Upon its creation, the Fund announced its intention to disperse all of Lichtenstein funds within five years, meting out chunks of money to individual artists and organizations. It’s core mission is “disrupting mass incarceration by funding artists and advocates working together to reform our criminal justice system.” Together with the Ford Foundation’s president Darren Walker (and with a little help thanks to celebrity endorsements from Oprah, Ava Duvernay, and Brian Stevenson) the fund is making major inroads to redress the systematic abuses of mass incarceration.

Aggie tells a deeper story that goes well beyond such headline-grabbing milestones. The documentary, for instance, explores Gund’s founding of the Studio in a School program in the 1970s, with the goal of ensuring that arts education remained in New York City schools. Testimonials from former students of the program are an affecting addition to the film, giving a face to those who have benefited directly from Gund’s largess.

Poster image of Aggie by Catherine Gund, an official selection of the Documentary Premieres program at the 2020 Sundance Film Festival. Courtesy of Sundance Institute.

The film is soundtracked with an original score composed by jazz musician and artist Jason Moran, and features curators, artists, and patrons speaking one-on-one with Agnes in her home. We’re privy to a slew of interesting tidbits. Catherine Opie describes Gund as “breaking the mold of the traditional housewife” when she moved to New York City to raise her children alone, after leaving an unhappy marriage. In a conversation with Glenn Ligon, Aggie bemoans that MoMA—where she is now President emerita, having previously overseen the board from 1991 until 2002—only acquired Faith Ringgold’s arresting mural American People Series No. 20: Die in 2016, almost 50 years after it was painted in 1967.

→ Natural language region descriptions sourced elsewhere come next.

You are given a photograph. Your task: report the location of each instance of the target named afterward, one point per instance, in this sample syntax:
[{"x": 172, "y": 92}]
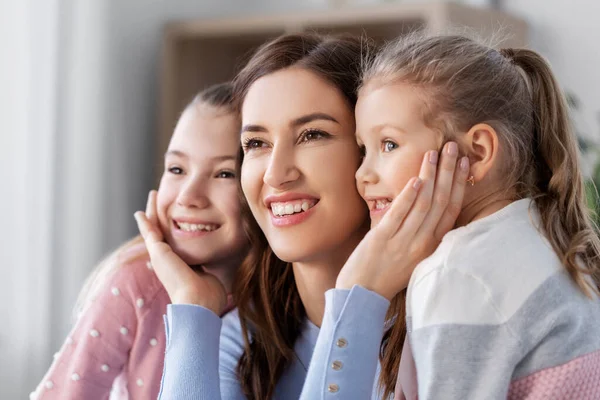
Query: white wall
[{"x": 568, "y": 35}]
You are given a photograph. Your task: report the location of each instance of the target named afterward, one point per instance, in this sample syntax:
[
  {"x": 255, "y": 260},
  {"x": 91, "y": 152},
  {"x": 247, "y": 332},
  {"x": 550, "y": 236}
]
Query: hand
[
  {"x": 183, "y": 284},
  {"x": 412, "y": 228}
]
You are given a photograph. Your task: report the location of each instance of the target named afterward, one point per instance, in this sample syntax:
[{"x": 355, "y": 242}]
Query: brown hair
[
  {"x": 270, "y": 308},
  {"x": 218, "y": 96},
  {"x": 515, "y": 92}
]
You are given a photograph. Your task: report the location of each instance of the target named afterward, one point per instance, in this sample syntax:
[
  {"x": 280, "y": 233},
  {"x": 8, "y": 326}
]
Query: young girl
[
  {"x": 297, "y": 97},
  {"x": 119, "y": 338},
  {"x": 507, "y": 306}
]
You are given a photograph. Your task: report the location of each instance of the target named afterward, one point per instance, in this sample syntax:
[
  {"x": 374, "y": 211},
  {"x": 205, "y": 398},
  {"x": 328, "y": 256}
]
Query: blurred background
[{"x": 90, "y": 90}]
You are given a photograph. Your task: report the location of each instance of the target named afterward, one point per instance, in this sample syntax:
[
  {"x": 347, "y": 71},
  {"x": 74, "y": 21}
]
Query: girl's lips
[{"x": 192, "y": 231}]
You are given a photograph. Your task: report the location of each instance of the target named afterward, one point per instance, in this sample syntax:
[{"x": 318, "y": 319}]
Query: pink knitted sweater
[{"x": 119, "y": 339}]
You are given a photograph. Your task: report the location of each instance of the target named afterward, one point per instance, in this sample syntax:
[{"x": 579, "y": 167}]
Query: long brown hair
[
  {"x": 270, "y": 308},
  {"x": 219, "y": 96},
  {"x": 515, "y": 92}
]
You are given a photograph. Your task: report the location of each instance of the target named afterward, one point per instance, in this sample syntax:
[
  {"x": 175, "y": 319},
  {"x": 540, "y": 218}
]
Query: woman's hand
[
  {"x": 183, "y": 284},
  {"x": 418, "y": 219}
]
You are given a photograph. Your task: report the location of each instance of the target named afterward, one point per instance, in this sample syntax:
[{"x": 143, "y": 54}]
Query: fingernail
[
  {"x": 452, "y": 149},
  {"x": 464, "y": 163},
  {"x": 433, "y": 157},
  {"x": 417, "y": 183}
]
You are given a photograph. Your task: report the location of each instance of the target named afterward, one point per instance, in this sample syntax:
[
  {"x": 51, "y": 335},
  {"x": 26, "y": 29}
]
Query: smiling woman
[
  {"x": 305, "y": 217},
  {"x": 299, "y": 150}
]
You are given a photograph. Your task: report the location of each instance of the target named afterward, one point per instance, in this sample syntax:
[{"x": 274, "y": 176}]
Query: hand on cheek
[
  {"x": 183, "y": 284},
  {"x": 412, "y": 228}
]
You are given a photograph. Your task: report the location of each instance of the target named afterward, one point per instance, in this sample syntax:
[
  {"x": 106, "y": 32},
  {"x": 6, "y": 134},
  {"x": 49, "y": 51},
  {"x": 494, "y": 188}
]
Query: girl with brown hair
[{"x": 507, "y": 306}]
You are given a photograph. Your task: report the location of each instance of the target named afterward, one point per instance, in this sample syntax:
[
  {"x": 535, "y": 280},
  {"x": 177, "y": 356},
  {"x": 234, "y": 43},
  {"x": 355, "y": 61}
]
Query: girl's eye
[
  {"x": 226, "y": 175},
  {"x": 175, "y": 170},
  {"x": 252, "y": 144},
  {"x": 363, "y": 150},
  {"x": 389, "y": 146},
  {"x": 313, "y": 134}
]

Ultimately, what shines through brightest in the film is not the scope of Gund’s generosity, but her true and persistent love of art. She recalls visiting the Cleveland Museum as a child and first understanding “what I could do in life was to figure out art.” After becoming a mother, she went back to school to earn her masters in curating at Harvard’s Fogg Museum. At 81, she still regularly visits artists’ studios to see their work in progress. As for the fund, Catherine said they hoped to extend its original timeline, carrying on charitable giving for a sixth year.

At one point in the film, Ligon quipps that the “most powerful tool we have right now in the art world is shame.” That shame might be directed at museum board members with questionable business ties, or toward wealthy collectors who aren’t willing to give back for the greater good. At least in Aggie, we find a shining example of generosity, one that other would-be patrons would do well to follow.

“Aggie” will be showing at Film Forum beginning in September.